OK, you nerd sniped me. Here is a demonstration of the Core driver

julia> using HDF5, H5Zblosc, CRC32c

julia> checksum(dataset) = crc32c(copy(reinterpret(UInt8, dataset[:])))
checksum (generic function with 1 method)

julia> function create_file_inmemory(dataset = rand(1:10, 256, 256))
           @info "Dataset Checksum" checksum(dataset)

           # Create File Access Property List
           fapl = HDF5.FileAccessProperties()
           fapl.driver = HDF5.Drivers.Core(; backing_store=false)

           # Create file in memory
           name = "inmemtest"
           fid = HDF5.API.h5f_create(name, HDF5.API.H5F_ACC_EXCL, HDF5.API.H5P_DEFAULT, fapl)
           h5f = HDF5.File(fid, name)
           write_dataset(h5f, "lz4_comp_dataset", dataset, chunk=(16,16), filters=BloscFilter())
           HDF5.API.h5f_flush(h5f, 1)

           # Get file image
           buf_len = HDF5.API.h5f_get_file_image(h5f, C_NULL, 0)
           inmemfile = Vector{UInt8}(undef, buf_len)
           HDF5.API.h5f_get_file_image(h5f, inmemfile, length(inmemfile))

           # Finish
           close(h5f)
           return inmemfile
       end
create_file_inmemory (generic function with 2 methods)

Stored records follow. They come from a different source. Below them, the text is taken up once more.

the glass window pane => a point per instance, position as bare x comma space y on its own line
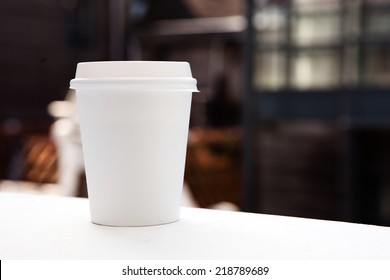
270, 70
315, 69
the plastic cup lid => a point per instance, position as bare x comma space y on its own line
142, 75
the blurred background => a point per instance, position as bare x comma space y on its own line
293, 117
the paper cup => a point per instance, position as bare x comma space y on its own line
134, 118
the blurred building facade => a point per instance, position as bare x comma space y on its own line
293, 116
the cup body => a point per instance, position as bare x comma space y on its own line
134, 142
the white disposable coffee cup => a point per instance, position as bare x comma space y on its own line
134, 118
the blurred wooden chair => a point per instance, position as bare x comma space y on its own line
213, 166
40, 164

julia> function read_file_inmemory(inmemfile::Vector{UInt8})
           # Create File Access Property List
           fapl = HDF5.FileAccessProperties()
           fapl.driver = HDF5.Drivers.Core(; backing_store=false)
           HDF5.API.h5p_set_file_image(fapl, inmemfile, length(inmemfile))

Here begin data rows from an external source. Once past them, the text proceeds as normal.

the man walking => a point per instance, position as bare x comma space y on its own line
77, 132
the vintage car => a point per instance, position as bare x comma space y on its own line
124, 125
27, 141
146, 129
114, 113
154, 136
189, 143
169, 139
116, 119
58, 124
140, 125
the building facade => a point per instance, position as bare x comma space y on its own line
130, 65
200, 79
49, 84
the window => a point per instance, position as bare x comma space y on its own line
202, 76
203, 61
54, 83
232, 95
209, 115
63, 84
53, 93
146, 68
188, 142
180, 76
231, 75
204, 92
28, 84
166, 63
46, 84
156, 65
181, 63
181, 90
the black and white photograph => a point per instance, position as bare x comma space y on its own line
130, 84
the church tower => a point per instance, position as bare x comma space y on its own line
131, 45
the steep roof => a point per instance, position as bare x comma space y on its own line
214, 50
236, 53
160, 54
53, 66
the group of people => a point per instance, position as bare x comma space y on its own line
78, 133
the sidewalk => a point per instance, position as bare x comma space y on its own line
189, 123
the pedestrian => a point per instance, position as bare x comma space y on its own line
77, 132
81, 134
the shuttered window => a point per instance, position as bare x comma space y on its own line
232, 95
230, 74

           # Open the file in memory
           name = "inmemtest"
           fid = HDF5.API.h5f_open(name, HDF5.API.H5F_ACC_RDONLY, fapl)
           h5f = HDF5.File(fid, name)
           display(h5f)
           dataset = h5f["lz4_comp_dataset"][]

           # Finish
           close(h5f)
           @info "Dataset Checksum" checksum(dataset)
           return dataset
       end
read_file_inmemory (generic function with 1 method)

julia> inmemfile = create_file_inmemory();
┌ Info: Dataset Checksum
└   checksum(dataset) = 0x3ecfcea2

julia> read_file_inmemory(inmemfile);
🗂️ HDF5.File: (read-only) inmemtest
└─ 🔢 lz4_comp_dataset
┌ Info: Dataset Checksum
└   checksum(dataset) = 0x3ecfcea2

julia> write("ondisk.h5", inmemfile)
117208

julia> run(`h5ls -v ondisk.h5`)
Opened "ondisk.h5" with sec2 driver.
lz4_comp_dataset         Dataset {256/256, 256/256}
    Location:  1:800
    Links:     1
    Chunks:    {16, 16} 2048 bytes
    Storage:   524288 logical bytes, 100352 allocated bytes, 522.45% utilization
    Filter-0:  blosc-32001 OPT {2, 2, 8, 2048, 5, 1, 0}
    Type:      native long
Process(`h5ls -v ondisk.h5`, ProcessExited(0))
mkitti commented 1 year ago

https://github.com/JuliaIO/HDF5.jl/pull/1077 should make reading and writing files from memory easier.

denglerchr commented 1 year ago

Wow, thanks so much, this would have taken me quite long to figure out, if at all! You are the best @mkitti ! It is exactly what we need for and I think this should also be what @ExpandingMan was looking for?